On the other hand, when the determination result in step S5 indicates that the continuous movement operation execution mode is not turned on (No) and when the determination result in step S6 is not accelerating (No), the process proceeds to step S8. It is determined whether the movement data up to is generated and control the movement of the robot 50 as described above or return to step S2 and repeat the operation of step S2 or less according to the determination result.

That is, in this case, since the robot 50 moves through the intermediate route point, the step of compensating the deceleration data for the current speed command such as step S7 is unnecessary.

At this time, the movement data generation operation to the target position as in step S8 is to generate the movement data to the first work point, the waypoint and the waypoint and the last work point, that is, the target position.

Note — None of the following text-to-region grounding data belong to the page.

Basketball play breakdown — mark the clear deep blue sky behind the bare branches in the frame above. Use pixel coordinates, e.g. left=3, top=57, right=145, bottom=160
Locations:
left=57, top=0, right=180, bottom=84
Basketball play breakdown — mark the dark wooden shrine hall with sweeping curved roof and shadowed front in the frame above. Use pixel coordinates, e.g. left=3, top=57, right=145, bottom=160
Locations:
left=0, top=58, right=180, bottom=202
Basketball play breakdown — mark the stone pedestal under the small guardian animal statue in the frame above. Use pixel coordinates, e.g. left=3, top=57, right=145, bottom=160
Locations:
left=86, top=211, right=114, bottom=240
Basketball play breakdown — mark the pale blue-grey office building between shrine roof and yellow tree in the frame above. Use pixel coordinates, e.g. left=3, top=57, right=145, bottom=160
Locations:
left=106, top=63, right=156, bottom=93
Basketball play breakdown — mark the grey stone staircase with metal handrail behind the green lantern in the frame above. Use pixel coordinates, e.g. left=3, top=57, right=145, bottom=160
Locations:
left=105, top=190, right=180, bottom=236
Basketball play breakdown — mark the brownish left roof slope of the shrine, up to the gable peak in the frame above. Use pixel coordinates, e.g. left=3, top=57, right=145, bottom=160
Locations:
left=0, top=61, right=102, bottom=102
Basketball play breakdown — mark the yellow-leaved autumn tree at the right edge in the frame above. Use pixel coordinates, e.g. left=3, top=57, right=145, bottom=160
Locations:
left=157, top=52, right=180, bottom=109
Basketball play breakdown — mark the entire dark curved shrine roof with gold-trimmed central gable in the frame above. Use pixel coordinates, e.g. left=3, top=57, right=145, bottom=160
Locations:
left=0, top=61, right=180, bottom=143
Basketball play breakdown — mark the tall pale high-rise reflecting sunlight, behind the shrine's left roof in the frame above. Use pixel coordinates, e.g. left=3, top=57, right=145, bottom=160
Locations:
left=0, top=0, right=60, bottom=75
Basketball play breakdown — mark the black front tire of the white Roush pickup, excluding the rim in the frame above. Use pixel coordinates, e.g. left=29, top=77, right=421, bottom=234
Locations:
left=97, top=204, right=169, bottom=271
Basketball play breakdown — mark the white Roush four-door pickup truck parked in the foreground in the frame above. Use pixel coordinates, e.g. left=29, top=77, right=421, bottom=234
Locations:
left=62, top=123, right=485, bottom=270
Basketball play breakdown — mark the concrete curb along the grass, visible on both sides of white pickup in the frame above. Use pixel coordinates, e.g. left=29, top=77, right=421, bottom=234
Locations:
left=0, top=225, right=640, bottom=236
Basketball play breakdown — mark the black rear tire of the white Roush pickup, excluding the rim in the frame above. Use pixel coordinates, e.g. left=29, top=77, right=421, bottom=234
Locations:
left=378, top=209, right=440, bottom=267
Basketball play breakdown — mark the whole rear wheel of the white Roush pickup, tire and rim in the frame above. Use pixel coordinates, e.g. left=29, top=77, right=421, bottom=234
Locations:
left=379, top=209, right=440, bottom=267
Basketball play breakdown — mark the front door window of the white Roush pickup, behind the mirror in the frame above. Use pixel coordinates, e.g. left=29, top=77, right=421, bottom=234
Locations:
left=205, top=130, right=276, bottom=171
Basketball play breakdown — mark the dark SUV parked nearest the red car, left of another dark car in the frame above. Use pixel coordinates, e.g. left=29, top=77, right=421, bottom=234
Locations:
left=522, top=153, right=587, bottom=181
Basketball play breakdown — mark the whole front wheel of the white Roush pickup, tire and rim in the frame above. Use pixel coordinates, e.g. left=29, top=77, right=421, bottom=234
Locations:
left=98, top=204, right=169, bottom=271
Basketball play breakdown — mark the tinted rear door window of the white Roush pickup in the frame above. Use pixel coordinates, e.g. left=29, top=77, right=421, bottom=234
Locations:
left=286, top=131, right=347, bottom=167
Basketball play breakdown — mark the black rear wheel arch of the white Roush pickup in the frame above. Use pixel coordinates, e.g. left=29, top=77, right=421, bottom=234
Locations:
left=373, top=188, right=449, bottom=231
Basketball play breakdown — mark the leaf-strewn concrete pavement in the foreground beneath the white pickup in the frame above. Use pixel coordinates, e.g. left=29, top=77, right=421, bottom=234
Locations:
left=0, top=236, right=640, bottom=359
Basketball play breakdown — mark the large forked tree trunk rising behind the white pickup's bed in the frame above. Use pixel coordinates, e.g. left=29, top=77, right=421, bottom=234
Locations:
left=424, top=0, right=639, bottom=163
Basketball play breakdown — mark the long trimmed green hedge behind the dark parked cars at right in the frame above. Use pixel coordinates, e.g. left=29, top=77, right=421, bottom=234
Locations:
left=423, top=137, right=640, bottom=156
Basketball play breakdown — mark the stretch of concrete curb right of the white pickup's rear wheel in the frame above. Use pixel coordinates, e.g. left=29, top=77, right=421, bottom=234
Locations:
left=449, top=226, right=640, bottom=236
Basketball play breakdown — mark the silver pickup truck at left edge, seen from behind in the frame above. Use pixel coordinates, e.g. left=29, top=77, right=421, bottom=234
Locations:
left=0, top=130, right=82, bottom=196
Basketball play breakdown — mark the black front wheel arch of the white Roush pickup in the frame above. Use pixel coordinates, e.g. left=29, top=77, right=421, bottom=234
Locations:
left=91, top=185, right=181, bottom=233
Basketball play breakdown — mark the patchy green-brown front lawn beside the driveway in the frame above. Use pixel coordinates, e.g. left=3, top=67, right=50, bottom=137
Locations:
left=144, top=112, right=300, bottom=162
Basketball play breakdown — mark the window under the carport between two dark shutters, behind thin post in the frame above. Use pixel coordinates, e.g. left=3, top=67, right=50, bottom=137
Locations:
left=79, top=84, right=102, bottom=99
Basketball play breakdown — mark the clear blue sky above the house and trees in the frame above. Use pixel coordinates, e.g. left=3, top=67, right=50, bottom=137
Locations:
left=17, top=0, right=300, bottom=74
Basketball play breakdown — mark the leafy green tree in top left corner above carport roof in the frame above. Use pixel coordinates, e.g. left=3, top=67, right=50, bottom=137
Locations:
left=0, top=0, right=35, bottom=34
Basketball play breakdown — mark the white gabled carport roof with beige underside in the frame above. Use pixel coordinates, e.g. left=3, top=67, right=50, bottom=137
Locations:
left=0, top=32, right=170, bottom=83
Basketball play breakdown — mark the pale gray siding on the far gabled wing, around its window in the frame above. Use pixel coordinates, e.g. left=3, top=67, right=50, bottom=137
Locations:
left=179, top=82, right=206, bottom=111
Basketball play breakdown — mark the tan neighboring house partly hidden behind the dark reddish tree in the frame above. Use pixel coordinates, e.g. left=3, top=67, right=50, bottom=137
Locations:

As described above, according to the present invention, according to the continuous movement control method of the articulated robot, the deceleration data is compensated for the acceleration section, and the movement to the next target position (working point) is performed in the shortest time without passing through the intermediate route. Compensation has excellent effects such as reducing torque and reducing power consumption.

Claims (3)

A first step of inputting data on a target position to be moved by the robot, and generating position data to be moved by the robot for a unit time, and sending the position data as a speed command when the continuous movement operation generation mode is not turned on. A two-step and a third step of generating a movement data to the target position by compensating the deceleration data with the current speed command when the continuous movement operation execution mode is turned on and the robot is currently accelerating. Robot continuous motion control method. 2. The articulated robot according to claim 1, wherein in the second step, when the continuous movement operation generation mode is turned on and the robot is currently decelerating, the joint robot determines whether to generate movement data to a target position after storing the deceleration data. Continuous movement control method. The method of claim 1, wherein in the third step, if the continuous movement operation execution mode is not turned on and the robot is not currently accelerating, the movement data to the target position is directly generated without compensating the deceleration data for the current speed command. Continuous movement control method of the articulated robot, characterized in that for determining the.